Dawn Patrol
by Richard Risemberg

It's still dark outside when I dress, and a little cold--not parka-cold, but heavy-sweater-cold. It's Monday, one of my grocery days, and I prefer to shop in the early morning, when there are no crowds in the store and the produce clerks have just finished filling the bins. I don't dress in bicycle clothes this morning. It's only a mile and a half to the store, and I won't get too hot in my old jeans. Sometimes I prefer to ride like a duffer. You can't ride athletically in street clothes, so you just relax and cruise. It leaves me more time to look at the world around me.

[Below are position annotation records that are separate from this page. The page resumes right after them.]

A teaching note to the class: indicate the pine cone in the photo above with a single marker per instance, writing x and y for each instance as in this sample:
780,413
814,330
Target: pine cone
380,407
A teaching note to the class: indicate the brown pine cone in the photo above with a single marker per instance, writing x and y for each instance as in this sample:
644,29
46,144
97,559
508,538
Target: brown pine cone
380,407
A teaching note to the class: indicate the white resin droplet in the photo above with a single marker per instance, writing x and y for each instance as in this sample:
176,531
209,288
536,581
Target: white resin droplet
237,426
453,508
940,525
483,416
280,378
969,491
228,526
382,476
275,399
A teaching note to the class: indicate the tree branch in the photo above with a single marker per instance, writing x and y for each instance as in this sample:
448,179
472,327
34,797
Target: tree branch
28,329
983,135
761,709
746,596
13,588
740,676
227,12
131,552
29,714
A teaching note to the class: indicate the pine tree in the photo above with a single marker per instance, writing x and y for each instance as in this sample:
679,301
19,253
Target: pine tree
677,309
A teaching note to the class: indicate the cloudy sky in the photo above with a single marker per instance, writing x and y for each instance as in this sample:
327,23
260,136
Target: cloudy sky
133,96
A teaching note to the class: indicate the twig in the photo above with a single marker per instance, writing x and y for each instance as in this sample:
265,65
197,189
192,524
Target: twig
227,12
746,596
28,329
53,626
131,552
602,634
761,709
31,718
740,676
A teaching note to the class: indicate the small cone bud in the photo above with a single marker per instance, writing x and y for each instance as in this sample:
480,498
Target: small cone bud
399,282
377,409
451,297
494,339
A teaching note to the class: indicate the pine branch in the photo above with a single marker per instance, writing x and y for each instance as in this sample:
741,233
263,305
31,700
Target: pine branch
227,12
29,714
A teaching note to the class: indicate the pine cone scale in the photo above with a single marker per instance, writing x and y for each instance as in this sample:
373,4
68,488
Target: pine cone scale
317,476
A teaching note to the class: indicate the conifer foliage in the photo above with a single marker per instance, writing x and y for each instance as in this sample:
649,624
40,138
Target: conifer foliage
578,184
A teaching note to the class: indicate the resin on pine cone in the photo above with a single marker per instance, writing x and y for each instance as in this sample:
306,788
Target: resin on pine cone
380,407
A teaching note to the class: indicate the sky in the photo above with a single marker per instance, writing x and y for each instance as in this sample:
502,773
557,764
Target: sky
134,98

Being an obsessive recycler, I stuff two weeks' worth of plastic shopping bag debris into a bigger bag to take to the recycling bin--the market keeps one out front by the water dispenser. Our cat crouches over her food bowl in the corner while I sit on the kitchen floor stuffing bags into bags into bags. The house is quiet except for the sound of crunching fangs and crinkling plastic. I reuse bags as much as possible before recycling them, but even so, America delivers more bags to me than I could possibly ever need. I wonder whether these will ever come back to me as--what? A lawn chair, a floppy diskette cover? Who knows. Some markets have been caught lying about their recycling programs, and simply shipping the bags to China to be dumped. When I'm through, I go out into the back yard and lock the house behind me.

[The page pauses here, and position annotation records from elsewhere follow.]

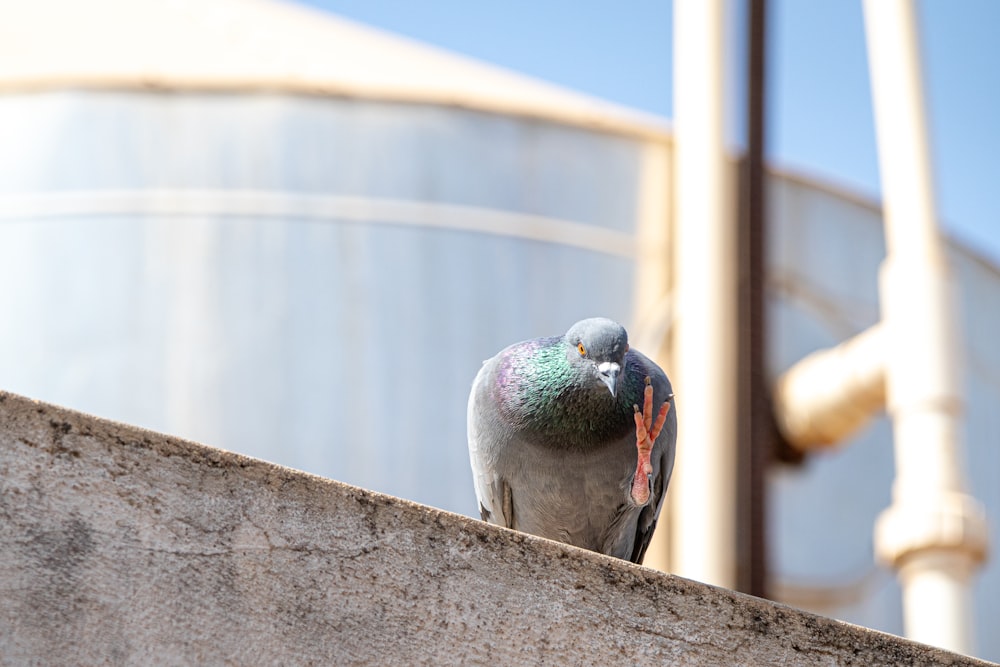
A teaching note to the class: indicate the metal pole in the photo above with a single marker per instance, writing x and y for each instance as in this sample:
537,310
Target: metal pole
703,494
755,422
934,533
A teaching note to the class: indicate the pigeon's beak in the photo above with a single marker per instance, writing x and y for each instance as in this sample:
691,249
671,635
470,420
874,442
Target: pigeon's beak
609,375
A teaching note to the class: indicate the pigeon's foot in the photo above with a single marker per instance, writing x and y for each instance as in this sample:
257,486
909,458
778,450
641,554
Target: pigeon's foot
646,432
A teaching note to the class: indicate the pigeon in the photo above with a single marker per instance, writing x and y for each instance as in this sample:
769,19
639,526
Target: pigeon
564,443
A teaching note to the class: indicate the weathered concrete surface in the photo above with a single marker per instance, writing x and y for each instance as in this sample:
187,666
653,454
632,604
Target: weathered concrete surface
122,546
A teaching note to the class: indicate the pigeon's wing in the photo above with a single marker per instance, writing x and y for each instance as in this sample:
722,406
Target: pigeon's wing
663,451
486,439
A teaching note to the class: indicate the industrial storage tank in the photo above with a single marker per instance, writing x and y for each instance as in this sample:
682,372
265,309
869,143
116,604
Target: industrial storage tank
288,235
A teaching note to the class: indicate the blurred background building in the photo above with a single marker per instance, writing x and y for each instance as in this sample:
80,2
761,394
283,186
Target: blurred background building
279,232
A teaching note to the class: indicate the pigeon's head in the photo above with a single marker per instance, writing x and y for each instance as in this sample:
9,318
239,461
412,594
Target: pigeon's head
597,347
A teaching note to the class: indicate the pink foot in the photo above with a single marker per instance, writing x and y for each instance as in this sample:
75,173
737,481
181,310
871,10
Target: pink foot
646,433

There's a pool of chill and darkness between the house and the garage, and overhead the winter stars still glow. Two doors away, the neighbors' back porch light shines yellow through their trees, casting distorted shadows across the yard between. In the east, somewhere beyond the end of my driveway, the indigo of earth's shadow lightens the slightest bit toward lavender. Far away a lawn sprinkler hisses. I heave open the old garage doors and pull out my shopping bike, the one with the fold-out fabric boxes on the rack. I stuff the bag of bags into yet another bag and strap on the helmet.

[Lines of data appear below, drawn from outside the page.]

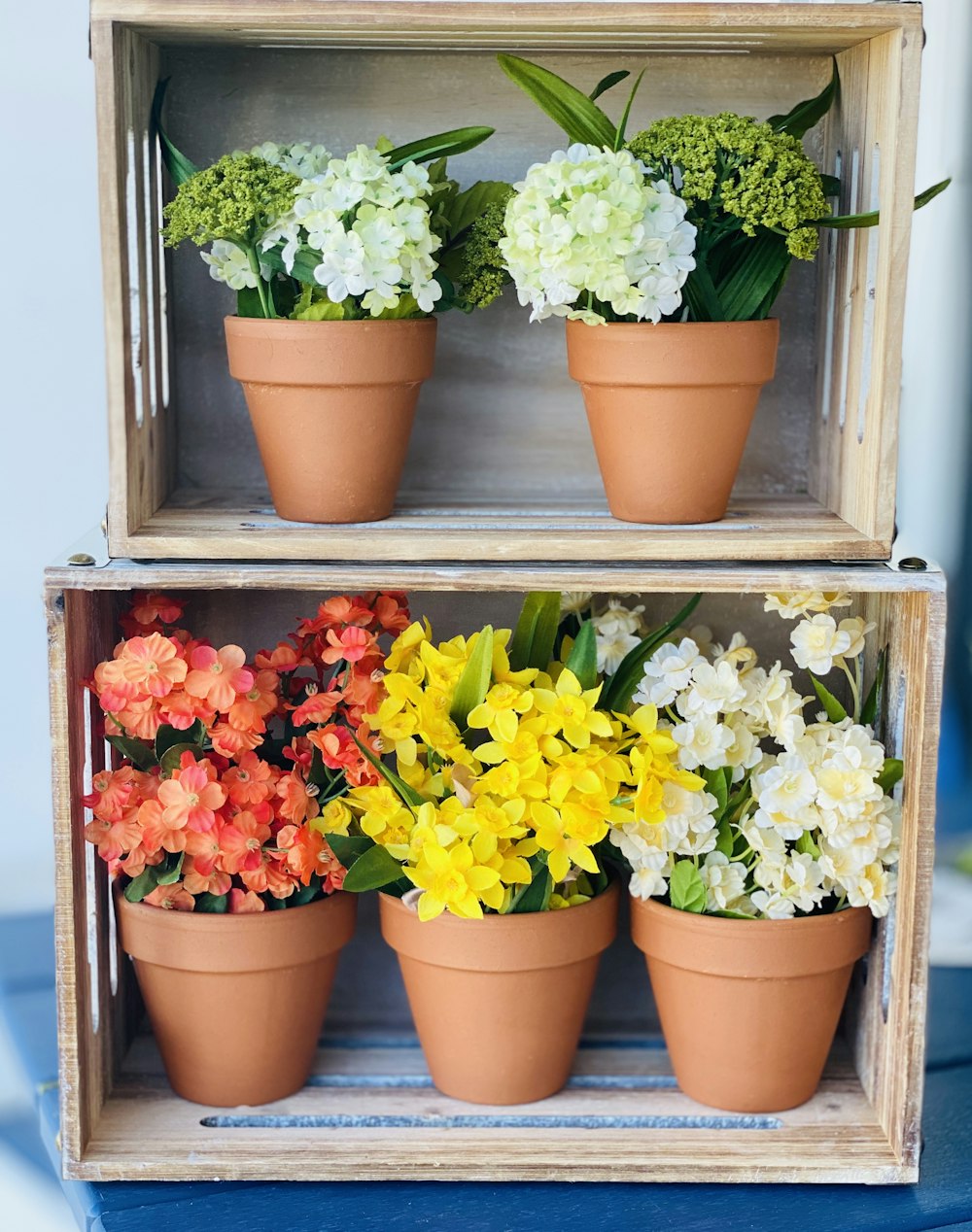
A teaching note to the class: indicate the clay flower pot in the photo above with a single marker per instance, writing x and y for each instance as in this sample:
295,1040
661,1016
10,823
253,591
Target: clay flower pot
499,1003
331,403
236,1002
749,1008
669,409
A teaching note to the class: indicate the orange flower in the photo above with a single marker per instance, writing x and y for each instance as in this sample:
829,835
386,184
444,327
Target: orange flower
218,675
242,841
242,902
190,799
153,665
171,899
250,781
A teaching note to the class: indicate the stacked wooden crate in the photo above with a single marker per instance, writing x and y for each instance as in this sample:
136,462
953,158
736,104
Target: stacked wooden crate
502,478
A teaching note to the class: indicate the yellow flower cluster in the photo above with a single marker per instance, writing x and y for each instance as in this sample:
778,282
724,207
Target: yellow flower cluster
538,775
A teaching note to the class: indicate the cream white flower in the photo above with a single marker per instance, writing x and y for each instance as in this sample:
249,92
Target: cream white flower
798,602
668,671
591,221
723,879
816,642
229,263
616,633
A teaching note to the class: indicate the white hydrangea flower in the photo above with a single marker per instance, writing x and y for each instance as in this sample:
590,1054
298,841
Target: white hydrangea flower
616,631
229,263
703,741
667,672
723,879
591,221
818,642
798,602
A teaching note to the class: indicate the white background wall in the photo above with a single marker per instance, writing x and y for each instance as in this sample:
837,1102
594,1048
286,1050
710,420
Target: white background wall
54,468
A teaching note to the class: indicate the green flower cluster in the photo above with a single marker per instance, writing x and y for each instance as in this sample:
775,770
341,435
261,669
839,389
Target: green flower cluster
483,272
235,198
742,168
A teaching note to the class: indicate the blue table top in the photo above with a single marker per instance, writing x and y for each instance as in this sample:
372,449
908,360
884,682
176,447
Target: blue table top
941,1200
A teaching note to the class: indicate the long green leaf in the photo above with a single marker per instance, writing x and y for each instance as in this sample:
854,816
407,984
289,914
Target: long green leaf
608,83
583,657
618,690
571,110
456,141
536,631
474,680
801,119
176,164
835,711
408,795
623,122
374,869
848,222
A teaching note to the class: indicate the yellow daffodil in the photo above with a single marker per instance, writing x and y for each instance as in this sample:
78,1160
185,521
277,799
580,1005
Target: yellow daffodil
571,710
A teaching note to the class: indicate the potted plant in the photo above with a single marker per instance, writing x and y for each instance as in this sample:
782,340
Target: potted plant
341,266
212,822
677,240
489,838
753,904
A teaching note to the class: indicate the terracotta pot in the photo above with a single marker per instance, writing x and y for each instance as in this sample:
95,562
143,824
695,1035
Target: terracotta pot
236,1002
331,403
669,409
499,1003
749,1008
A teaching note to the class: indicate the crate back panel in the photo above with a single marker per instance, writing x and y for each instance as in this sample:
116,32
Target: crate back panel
111,1079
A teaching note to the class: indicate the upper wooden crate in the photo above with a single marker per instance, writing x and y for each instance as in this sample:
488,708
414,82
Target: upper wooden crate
502,465
368,1112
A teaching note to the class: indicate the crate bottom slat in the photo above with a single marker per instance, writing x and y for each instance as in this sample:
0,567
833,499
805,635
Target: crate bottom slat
218,525
369,1112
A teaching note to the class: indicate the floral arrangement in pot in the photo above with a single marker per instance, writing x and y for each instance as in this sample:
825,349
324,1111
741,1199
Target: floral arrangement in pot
677,240
755,900
228,895
515,759
340,269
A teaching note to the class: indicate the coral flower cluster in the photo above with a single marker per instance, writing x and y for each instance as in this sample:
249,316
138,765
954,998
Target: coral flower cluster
505,803
233,771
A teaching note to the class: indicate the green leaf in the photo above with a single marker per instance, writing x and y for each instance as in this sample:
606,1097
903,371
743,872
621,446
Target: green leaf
835,712
473,683
717,786
462,210
176,164
802,118
456,141
583,657
618,689
142,885
171,736
571,110
408,795
608,83
536,631
890,773
372,870
872,702
844,222
536,896
623,122
212,905
349,846
685,887
171,870
137,752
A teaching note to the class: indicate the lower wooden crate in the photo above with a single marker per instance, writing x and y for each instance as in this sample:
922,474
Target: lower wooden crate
368,1111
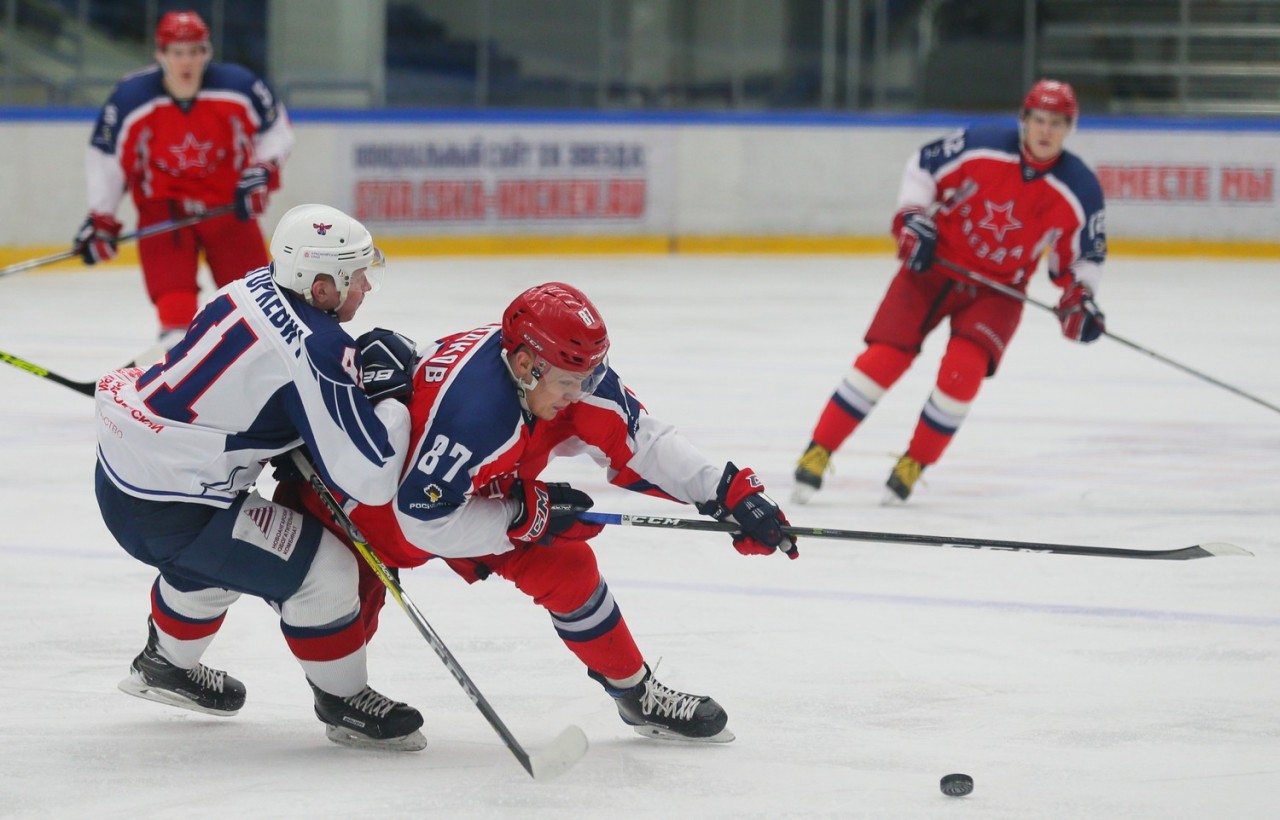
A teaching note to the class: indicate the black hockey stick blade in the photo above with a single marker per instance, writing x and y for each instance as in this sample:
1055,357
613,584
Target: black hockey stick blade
563,752
87,388
1185,553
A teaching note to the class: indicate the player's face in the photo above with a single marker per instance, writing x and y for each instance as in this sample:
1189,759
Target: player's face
1045,132
183,67
556,388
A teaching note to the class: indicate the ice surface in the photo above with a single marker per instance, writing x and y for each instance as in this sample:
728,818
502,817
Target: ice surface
854,677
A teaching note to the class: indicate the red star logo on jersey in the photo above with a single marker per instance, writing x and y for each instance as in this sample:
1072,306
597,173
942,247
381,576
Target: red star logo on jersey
191,154
1000,219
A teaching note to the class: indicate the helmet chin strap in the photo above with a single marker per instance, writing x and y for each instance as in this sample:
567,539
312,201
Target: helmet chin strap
522,388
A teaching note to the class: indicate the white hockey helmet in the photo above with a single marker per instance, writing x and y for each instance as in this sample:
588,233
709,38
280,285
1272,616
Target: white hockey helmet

The headlight on this particular bike, which I rarely use for anything other than the grocery ride, serves only to alert the other users of the road. It doesn't in any usable manner illuminate the road, so I am riding through the natural darkness of our street until I cross the boulevard, where there is a vault of yellow light. A car goes by, trailing a streamer of harsh sound, and then I cross, and return to the dark and the quiet. Between boulevard and store lies the grid of a residential neighborhood, which I must zigzag through diagonally. There are almost no street lights here, only the vigilant glow of porch lamps and an occasional sash window shining from the warmth within. Nevertheless, I'm not alone. Jingling sounds follow along the sidewalk, and I pass a double shadow: someone jogging with their dog. I turn a corner and roll lazily downhill. Warmer and cooler air alternately caress my cheeks, the changes in temperature coming from I don't know where. I turn again and again, following the offsets of the old street grid. Soon I hear more jingling: another dog, this time with the silhouette of a young woman walking beside it. Catercorner from the dog walker, an older couple stands conversing under a yellow lamp. Their heads turn as I pass on the bike. They see the woman with the dog and wave. At the next corner, the shadow of a cat hurries across.

I pass the street where I grew up. No one I know lives there anymore, except my mother, who will be asleep, and Mr. Thomas, who will be ninety this year. I ride on by and turn again, passing the old parish church, passing the triangular street island with the restaurant and the Radio Shack on it--both shuttered behind iron grills--and come to the big intersection with the market on the opposite corner. Two cars wait for the light, another moves silently in the distance. The light changes, and I pedal into the parking lot, where I lock the bike to the rack and throw the bag of plastic bags into the recycling bin. When I turn back to go to the entrance of the store, I see what has been happening behind my back: the dawn has come, the eastern horizon shines a bright transparent lavender behind the silhouettes of roofs and trees, and a long streamer of cloud glows red above it. The stars are dimming above the yellow vapor lamps of the parking lot, and day has begun.